I would have said Enterprise H to leave the online ship out of it, have it be ran by an Admiral, and make the Junior-Officers Captains instead, specialists who transfer on and off ships in the fleet.
Okay, I'll bite. Why? I'm not trying to be smartass but I'm genuinely curious. I don't personally see any advantage in that.
^Scratch that Enterprise H bit, I was thinking of the F when you said G. As for making him Captain, he could take charge of whatever situation you put him in. One away mission, he'll command a ship, the next a station, the next an outpost on an alien planet.
Yeah, I got that. What I don't get is why that's something desirable. Seems to me you "gain" an entirely new setting each week or so in return for...what? At the same time you've lost anything like an ensemble of characters, but rather focus upon one person. At least that is what you're describing--a Captain moving around to different commands each week. Quite apart from the expense, I just don't see the attraction. But maybe I'm missing something. Wouldn't be the first time...
I was talking about a transferring team, led by a transferring Captain. We'll have the familar faces and they could reuse sets, or stay at a set for an extended period. I was taking my fleet idea and adding a focused set of people, instead of my multiple crews on multiple ships, outposts, and stations.
Okay, I get that now. Your idea is to have a team (the equivalent of bridge crew) and move them around to different ships, outposts, etc. Am I right? Honestly, I'm having trouble seeing a huge amount of viable story potential there, but I've my blind spots like everyone else. I'd certainly watch it, see what such a show looked like in practice.
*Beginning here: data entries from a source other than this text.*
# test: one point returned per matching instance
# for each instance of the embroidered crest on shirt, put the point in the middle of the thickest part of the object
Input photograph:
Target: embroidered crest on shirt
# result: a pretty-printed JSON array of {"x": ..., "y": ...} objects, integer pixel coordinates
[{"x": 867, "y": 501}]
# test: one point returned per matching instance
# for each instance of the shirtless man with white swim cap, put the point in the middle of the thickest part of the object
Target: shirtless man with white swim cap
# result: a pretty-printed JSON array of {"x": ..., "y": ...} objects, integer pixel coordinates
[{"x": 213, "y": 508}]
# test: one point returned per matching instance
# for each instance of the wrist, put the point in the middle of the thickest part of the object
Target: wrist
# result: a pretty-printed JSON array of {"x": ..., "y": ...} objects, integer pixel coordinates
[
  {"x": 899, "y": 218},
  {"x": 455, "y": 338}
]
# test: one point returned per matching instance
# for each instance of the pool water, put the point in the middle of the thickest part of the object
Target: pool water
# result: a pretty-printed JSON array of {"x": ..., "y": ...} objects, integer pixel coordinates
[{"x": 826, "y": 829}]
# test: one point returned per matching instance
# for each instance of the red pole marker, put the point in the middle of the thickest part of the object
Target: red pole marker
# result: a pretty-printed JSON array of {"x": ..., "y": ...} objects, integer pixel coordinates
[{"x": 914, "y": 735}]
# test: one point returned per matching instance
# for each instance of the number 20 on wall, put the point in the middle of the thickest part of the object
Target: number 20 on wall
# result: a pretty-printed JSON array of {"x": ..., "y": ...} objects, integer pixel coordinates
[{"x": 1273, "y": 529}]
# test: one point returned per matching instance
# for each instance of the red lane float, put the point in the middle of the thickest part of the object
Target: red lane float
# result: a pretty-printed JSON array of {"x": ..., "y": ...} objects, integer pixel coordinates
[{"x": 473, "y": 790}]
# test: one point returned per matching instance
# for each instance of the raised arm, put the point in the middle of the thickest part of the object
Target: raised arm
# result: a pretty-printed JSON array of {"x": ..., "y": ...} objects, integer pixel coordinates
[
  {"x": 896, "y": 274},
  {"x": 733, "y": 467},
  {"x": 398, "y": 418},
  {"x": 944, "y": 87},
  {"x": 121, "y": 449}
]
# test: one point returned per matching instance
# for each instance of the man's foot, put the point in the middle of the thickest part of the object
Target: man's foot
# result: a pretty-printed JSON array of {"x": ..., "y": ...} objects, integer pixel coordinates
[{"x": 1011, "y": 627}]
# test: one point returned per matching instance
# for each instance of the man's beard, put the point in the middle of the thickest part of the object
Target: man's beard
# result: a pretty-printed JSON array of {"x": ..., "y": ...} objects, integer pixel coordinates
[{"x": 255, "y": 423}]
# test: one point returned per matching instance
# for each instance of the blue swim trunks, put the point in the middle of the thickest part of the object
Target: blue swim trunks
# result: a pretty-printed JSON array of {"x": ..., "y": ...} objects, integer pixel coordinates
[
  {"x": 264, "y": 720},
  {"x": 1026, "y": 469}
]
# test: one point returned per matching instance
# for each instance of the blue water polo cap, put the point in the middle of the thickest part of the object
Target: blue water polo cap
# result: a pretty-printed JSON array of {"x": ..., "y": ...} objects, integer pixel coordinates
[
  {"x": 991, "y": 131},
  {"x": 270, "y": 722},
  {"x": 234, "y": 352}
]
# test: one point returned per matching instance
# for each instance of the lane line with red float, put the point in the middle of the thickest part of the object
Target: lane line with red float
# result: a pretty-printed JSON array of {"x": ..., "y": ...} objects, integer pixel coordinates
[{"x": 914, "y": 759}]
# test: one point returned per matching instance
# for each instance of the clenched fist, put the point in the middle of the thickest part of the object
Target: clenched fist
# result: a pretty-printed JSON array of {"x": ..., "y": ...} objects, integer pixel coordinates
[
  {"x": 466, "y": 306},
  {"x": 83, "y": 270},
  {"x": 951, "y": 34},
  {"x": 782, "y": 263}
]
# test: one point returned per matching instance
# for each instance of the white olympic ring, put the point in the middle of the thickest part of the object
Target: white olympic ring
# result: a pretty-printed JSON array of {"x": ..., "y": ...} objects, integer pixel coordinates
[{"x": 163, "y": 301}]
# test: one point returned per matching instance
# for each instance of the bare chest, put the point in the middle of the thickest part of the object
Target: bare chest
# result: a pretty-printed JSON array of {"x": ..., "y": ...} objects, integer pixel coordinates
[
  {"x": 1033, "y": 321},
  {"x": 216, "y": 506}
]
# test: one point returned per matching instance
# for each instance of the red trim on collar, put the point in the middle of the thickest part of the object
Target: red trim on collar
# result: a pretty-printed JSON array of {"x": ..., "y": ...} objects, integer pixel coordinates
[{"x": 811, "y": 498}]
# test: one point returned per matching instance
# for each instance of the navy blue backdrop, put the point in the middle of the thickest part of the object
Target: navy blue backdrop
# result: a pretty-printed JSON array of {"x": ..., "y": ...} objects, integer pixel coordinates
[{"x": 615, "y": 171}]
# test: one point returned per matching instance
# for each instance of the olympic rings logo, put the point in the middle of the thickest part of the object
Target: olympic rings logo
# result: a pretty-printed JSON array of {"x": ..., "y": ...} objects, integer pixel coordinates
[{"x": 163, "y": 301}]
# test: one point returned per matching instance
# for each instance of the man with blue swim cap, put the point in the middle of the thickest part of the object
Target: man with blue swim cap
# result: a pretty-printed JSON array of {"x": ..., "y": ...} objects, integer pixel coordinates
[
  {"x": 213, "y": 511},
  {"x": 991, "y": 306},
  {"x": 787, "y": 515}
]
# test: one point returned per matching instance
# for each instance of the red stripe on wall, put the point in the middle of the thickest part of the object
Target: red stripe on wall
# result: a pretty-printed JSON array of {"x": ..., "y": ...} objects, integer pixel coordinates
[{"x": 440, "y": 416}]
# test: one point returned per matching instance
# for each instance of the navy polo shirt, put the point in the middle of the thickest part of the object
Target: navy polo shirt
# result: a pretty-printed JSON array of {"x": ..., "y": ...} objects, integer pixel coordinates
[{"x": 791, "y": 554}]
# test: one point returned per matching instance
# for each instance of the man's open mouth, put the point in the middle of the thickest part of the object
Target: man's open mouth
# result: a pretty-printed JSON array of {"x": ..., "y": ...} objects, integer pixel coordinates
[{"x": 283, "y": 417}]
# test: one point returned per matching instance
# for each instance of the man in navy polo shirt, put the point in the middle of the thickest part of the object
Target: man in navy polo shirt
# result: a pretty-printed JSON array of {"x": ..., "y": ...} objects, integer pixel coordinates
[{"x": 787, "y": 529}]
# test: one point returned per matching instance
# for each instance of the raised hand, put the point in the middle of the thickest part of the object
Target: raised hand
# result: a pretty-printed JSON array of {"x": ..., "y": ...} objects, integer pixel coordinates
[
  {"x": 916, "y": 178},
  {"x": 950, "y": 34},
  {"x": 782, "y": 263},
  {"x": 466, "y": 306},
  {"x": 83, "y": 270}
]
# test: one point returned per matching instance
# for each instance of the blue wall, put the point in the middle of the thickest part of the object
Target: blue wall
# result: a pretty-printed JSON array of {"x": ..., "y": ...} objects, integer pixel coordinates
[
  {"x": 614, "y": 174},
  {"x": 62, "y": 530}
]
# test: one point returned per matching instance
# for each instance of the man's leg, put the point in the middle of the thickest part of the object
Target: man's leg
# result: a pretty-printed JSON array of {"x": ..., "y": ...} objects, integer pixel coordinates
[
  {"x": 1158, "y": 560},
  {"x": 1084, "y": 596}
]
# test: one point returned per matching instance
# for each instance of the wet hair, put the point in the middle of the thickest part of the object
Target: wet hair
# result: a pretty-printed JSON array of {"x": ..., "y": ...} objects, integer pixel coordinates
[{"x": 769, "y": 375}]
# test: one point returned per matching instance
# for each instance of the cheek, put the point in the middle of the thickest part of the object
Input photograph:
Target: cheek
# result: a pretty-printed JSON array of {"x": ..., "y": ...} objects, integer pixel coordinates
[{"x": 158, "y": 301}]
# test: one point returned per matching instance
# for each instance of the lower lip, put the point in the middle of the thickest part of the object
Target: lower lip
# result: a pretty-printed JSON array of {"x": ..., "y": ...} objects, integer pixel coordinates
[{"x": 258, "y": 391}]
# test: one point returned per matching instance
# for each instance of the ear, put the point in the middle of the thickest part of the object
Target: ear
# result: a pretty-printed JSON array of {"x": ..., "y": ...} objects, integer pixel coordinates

It'll be a broad view of what goes on around in starfleet, and not a ship. Think of it like Shelby from "The best of both world" (or some other character sent from starfleet for a certain task) but as a team of maybe 3 with reoccurring faces here and there. I'd rather it be a higher rank than a junior-officer so he can get away with more.
Not so much saying what I want as much as what I expect.... Time Trek. Star Trek already relies very heavily on time travel and it has already been shown they regularly travel through time in the future, hence Time Ships and whatnot. I would not be the least bit surprised that if they decided to do a continuation of the "Prime" universe, they're going with temporal travel. Episodes will usually involve a new time period. To save monies, they will probably do a lot of this on Earth. They'll probably do the occasional crazy episode with time travel, to say, the 40th century where people are magical. Most of it, however, will be in the past.
I think Paramount should make another "trilogy" of shows, which is what I've always considered TNG, DS9, and VOY. The first one could be based on a starship, the "traditional" Trek. The second could be based on a colony near or on the Romulan border, after the destruction of Romulus, that helps Romulan refugees, and battles off the various attacking Romulan factions which we all know would spawn immediately after the destruction of Romulus. The third could be based entirely on a Klingon ship, in a setting that, in the fifth or sixth season, could be transformed into a serialized war.